Guide: Parse and Analyze¶
Learn how to load **kern files, inspect their structure, and extract musical information for analysis.
Loading Files¶
Load from Disk¶
The most common use case—loading a **kern file from your file system:
import kernpy as kp
document, errors = kp.load('path/to/score.krn')
# Handle any parsing errors
if errors:
print(f"Parser found {len(errors)} issues:")
for error in errors[:3]: # Show first 3
print(f" {error}")
Load from a String¶
Useful for working with small **kern snippets or data from APIs:
import kernpy as kp
kern_data = """**kern **text
*M4/4 *
=1 =1
4c Do
4d Re
4e Mi
4f Fa
=2 =2
2g Sol
*- *-
"""
document, errors = kp.loads(kern_data)
Load with Error Handling¶
Control how strict the parser should be:
import kernpy as kp
# Tolerant parsing (default)—ignores minor issues
doc, errors = kp.load('score.krn', raise_on_errors=False)

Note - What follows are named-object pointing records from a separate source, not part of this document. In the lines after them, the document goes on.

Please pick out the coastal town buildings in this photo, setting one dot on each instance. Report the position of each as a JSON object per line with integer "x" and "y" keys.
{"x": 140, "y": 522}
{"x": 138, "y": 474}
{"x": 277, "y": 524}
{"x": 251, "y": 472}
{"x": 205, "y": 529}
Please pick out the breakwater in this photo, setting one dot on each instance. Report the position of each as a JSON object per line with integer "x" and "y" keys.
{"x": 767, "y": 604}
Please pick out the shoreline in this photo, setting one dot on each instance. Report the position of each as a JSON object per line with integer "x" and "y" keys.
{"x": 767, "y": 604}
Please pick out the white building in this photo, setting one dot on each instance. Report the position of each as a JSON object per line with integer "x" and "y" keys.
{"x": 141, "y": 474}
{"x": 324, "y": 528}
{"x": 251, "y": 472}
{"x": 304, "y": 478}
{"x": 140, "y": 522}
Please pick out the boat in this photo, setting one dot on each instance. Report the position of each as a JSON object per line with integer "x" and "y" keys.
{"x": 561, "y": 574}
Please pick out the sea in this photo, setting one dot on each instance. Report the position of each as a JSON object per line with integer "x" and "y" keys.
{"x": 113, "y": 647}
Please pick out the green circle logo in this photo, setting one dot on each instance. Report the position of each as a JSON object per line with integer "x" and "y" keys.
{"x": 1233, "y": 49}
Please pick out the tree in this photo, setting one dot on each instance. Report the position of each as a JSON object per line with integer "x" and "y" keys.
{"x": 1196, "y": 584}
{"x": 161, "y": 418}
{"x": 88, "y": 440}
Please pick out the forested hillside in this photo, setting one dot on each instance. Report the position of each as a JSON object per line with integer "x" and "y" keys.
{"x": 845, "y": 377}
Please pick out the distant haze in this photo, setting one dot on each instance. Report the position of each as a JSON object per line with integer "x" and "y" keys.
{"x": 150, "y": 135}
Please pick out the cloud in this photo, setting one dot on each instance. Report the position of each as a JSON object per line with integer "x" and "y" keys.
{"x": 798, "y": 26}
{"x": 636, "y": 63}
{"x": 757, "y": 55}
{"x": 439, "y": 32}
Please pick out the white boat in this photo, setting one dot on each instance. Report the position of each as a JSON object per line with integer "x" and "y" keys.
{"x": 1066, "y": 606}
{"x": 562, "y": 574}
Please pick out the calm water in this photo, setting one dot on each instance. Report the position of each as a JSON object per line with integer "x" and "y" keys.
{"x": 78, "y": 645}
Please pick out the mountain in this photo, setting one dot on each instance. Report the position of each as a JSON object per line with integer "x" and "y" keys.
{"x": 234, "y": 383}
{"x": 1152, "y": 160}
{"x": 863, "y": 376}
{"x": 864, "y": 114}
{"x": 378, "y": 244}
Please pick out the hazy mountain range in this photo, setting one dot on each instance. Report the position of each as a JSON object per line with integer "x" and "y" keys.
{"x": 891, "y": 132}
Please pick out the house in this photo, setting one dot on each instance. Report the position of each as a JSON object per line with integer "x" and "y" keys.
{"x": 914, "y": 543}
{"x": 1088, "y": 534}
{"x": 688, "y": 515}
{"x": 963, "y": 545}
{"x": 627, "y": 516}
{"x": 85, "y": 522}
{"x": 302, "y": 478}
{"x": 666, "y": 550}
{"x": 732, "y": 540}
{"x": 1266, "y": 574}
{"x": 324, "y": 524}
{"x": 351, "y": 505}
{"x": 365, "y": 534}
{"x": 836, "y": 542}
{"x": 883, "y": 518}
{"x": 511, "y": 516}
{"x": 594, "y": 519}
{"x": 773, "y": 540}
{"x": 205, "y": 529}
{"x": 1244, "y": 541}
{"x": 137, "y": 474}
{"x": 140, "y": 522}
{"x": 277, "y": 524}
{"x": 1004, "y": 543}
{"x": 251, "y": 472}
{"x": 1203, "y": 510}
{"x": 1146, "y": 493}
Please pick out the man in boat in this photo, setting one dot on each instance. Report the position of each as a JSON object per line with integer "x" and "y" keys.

# Strict parsing—raises exception on any error
try:
doc, errors = kp.load('score.krn', raise_on_errors=True)
except ValueError as e:
print(f"Parsing failed: {e}")
Understanding Document Structure¶
Access Spines¶
Spines are vertical columns representing voices or instruments:
import kernpy as kp
doc, _ = kp.load('score.krn')
# Get all spines
spines = doc.get_spines()
print(f"Total spines: {len(spines)}")
# Print spine headers
for i, spine in enumerate(spines):
print(f" Spine {i}: {spine.header}")
# Filter to specific types
kern_spines = [s for s in spines if s.header == '**kern']
text_spines = [s for s in spines if s.header == '**text']
print(f"Kern spines: {len(kern_spines)}, Text spines: {len(text_spines)}")
Measure Information¶
Access measures and their ranges:
import kernpy as kp
doc, _ = kp.load('score.krn')
first_measure = doc.get_first_measure()
total_measures = doc.measures_count()
print(f"Score spans measures {first_measure} to {total_measures}")
print(f"Total measure count: {total_measures - first_measure + 1}")
Get Tokens from a Spine¶
Access the individual musical elements:
import kernpy as kp
doc, _ = kp.load('score.krn')
spines = doc.get_spines()
# Get tokens from the first kern spine
kern_spine = [s for s in spines if s.header == '**kern'][0]
tokens = kern_spine.get_tokens()
print(f"Total tokens: {len(tokens)}")
# Print first 20 token encodings
for i, token in enumerate(tokens[:20]):
print(f" {i:2d}: {token.encoding}")
Analyzing Token Content¶
Inspect Individual Tokens¶
Each token carries rich information:
import kernpy as kp
doc, _ = kp.load('score.krn')
kern_spine = doc.get_spines()[0]
tokens = kern_spine.get_tokens()
# Examine a specific token
token = tokens[4]
print(f"Encoding: {token.encoding}")
print(f"Category: {token.category}")
print(f"Type: {type(token).__name__}")
Filter Tokens by Category¶
Select only certain types of tokens for analysis:
import kernpy as kp
doc, _ = kp.load('score.krn')
kern_spine = doc.get_spines()[0]
tokens = kern_spine.get_tokens()
# Get only notes and rests
note_rest_tokens = [t for t in tokens
if t.category == kp.TokenCategory.NOTE_REST]
# Get only pitches
pitch_tokens = [t for t in tokens
if t.category == kp.TokenCategory.PITCH]
# Get clef information
clef_tokens = [t for t in tokens
if t.category == kp.TokenCategory.CLEF]
print(f"Notes/rests: {len(note_rest_tokens)}")
print(f"Pitches: {len(pitch_tokens)}")
print(f"Clef declarations: {len(clef_tokens)}")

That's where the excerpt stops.